I've previously mentioned the people involved in the events at the VA and the hospital: two men from MOPH (the PR guy had to leave before we went to the hospital), two other Soldiers' Angels besides me, and the VA Director of the Voluntary Service Office (Laura Balun, a wonderful lady who is very passionate about her job and helping wounded veterans). They were all very interesting and fun people, so we had a great time on the long ride to the hospital (we rode in an official government SUV, whoo-hooo!).

Though laughter abounded, we also had some time for serious conversation. I had a great talk with the MOPH Marine who was in charge of volunteer activities. He himself was hospitalized "only" three weeks when he was wounded in Vietnam and then returned to duty, but he was passionate about supporting severely wounded veterans. He was particularly concerned about helping them make the transition to civilian life, and supporting them through the injury-related psychological issues that can develop months or years after physical healing is complete. This was why he was so enthusiastic about Valour-IT. Talking with him was very exciting because he expressed the same ideas and even used the same phrases I have on the topic of the impact Valour-IT has on laptop recipients. It was great to hear a person who would know about such things confirm all that we intially believed about the benefits of Valour-IT.

The Marine sat in front of me in the SUV, so he laid his right arm along the back of the seat when he turned sideways to talk to me. I kept noticing the well-worn metal bracelet on his wrist. It was engraved with the name of a Corporal (C. A.) and a specific date from 1967. I assumed it was a memorial to C.A., and several times I considered asking why C.A. was so special to him, but I finally came to the conclusion that wouldn't be a good idea. However, I kept looking at it and thinking about it.

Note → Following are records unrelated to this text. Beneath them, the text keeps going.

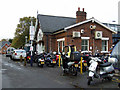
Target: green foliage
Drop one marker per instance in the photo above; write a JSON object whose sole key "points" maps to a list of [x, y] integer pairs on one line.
{"points": [[22, 30]]}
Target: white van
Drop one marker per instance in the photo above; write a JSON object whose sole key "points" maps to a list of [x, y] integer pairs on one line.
{"points": [[9, 51]]}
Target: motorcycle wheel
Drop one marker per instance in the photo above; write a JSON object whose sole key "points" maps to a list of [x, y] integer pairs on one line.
{"points": [[73, 71]]}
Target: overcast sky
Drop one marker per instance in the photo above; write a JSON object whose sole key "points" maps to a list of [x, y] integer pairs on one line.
{"points": [[12, 10]]}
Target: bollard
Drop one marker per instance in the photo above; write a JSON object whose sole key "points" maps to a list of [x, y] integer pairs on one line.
{"points": [[20, 58], [81, 66], [59, 60], [25, 61]]}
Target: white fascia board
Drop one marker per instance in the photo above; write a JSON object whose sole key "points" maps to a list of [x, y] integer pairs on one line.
{"points": [[61, 39], [104, 38], [85, 37], [77, 24], [93, 20], [105, 26]]}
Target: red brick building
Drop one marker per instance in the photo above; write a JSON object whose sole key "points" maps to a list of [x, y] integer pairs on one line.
{"points": [[89, 35]]}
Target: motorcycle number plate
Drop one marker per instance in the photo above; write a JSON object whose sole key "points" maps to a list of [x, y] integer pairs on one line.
{"points": [[76, 65], [54, 61], [42, 62], [85, 64]]}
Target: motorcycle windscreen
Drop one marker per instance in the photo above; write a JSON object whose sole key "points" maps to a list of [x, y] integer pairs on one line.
{"points": [[93, 66]]}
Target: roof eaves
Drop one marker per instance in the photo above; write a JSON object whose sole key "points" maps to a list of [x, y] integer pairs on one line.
{"points": [[93, 20], [80, 23], [105, 26]]}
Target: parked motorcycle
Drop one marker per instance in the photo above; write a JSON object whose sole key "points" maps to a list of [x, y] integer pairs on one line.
{"points": [[99, 69], [70, 66], [40, 60], [84, 66], [50, 60]]}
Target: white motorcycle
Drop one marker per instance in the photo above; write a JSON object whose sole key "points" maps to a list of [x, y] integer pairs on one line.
{"points": [[99, 69]]}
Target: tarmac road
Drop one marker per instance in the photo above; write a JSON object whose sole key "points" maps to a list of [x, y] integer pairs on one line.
{"points": [[15, 75]]}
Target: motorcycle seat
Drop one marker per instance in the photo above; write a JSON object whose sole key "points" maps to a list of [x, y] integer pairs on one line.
{"points": [[105, 64]]}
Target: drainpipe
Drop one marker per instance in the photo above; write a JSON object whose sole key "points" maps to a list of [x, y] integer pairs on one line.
{"points": [[47, 44]]}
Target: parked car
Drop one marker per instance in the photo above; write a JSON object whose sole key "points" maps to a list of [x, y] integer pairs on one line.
{"points": [[17, 53], [9, 51]]}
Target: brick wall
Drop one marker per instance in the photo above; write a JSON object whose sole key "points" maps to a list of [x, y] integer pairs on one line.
{"points": [[77, 41]]}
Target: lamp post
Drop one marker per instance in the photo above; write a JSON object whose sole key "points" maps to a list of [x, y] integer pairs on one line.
{"points": [[26, 39], [31, 39]]}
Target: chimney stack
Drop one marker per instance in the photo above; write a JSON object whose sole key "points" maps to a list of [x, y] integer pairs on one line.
{"points": [[80, 15]]}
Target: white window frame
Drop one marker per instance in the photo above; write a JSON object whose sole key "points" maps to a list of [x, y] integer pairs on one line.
{"points": [[59, 40], [87, 45], [104, 45]]}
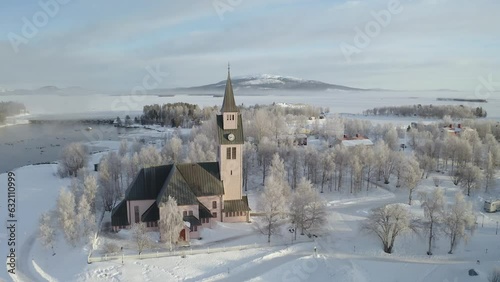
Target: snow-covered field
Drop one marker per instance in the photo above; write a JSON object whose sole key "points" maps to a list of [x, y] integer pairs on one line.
{"points": [[343, 253], [337, 101]]}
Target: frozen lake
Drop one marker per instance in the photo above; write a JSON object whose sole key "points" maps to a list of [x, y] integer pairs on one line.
{"points": [[24, 144], [336, 101]]}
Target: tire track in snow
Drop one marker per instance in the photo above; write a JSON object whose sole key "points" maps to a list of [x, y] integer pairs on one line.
{"points": [[24, 262], [261, 267]]}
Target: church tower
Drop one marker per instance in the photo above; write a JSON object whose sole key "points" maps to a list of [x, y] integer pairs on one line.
{"points": [[230, 138]]}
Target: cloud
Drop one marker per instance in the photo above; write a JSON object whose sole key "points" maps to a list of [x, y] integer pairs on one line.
{"points": [[107, 45]]}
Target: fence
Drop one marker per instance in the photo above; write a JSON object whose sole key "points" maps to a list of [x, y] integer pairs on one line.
{"points": [[184, 252], [96, 236]]}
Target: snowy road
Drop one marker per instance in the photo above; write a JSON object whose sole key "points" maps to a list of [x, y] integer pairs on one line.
{"points": [[261, 267], [25, 271]]}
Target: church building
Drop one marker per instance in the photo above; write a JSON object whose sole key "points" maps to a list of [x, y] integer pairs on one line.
{"points": [[205, 192]]}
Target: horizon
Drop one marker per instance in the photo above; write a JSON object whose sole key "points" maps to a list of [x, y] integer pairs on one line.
{"points": [[398, 45]]}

I mentally constrasted the young Marine who had likely served with C.A. in 1967 and the things he must have been through, with the 60-year-old man who sat in front of me as we spoke so honestly about things like death and severe injuries and the psychological burdens of our veterans and their courage in facing the challenges. I thought about the brotherhood, how people deal with adversity, and recognized the depth of the quiet passion that drove him in his current work. He didn't wear his heart on his sleeve, but it was very obvious that his position and contacts hadn't gone to his head; he did what he did for his brothers (young and old), and not for what it gave him.

He told us stories about the black humor of the patients at Walter Reed whom he greatly admired and had joined for one Friday Night Dinner at Fran O'brien's. One young man had grabbed the steak knife next to his plate and deadpanned, "Look at all the sharp untensils they've given us. Don't they know that every person at this table has PTSD?!" Every veteran at the table had burst out laughing.

Out of the blue, one of the Soldiers' Angels asked him how the Vietnam veterans felt about all the support this generation was receiving, if there was any jealousy. He responded as I expected, breaking into a large, genuine smile. He replied that for most of them it had soothed their hearts to see the parades and the welcome home that the Gulf War vets received. He added that they had been relieved to see that another generation would not suffer the same treatment the older warriors had, and that the welcome spilled over somewhat onto the Vietnam vets, which was very healing for many of them. As to how this generation of warriors has been received, he was thrilled, of course.

Ah, I see I'm still avoiding the hospital stuff. I'll post that next. I promise.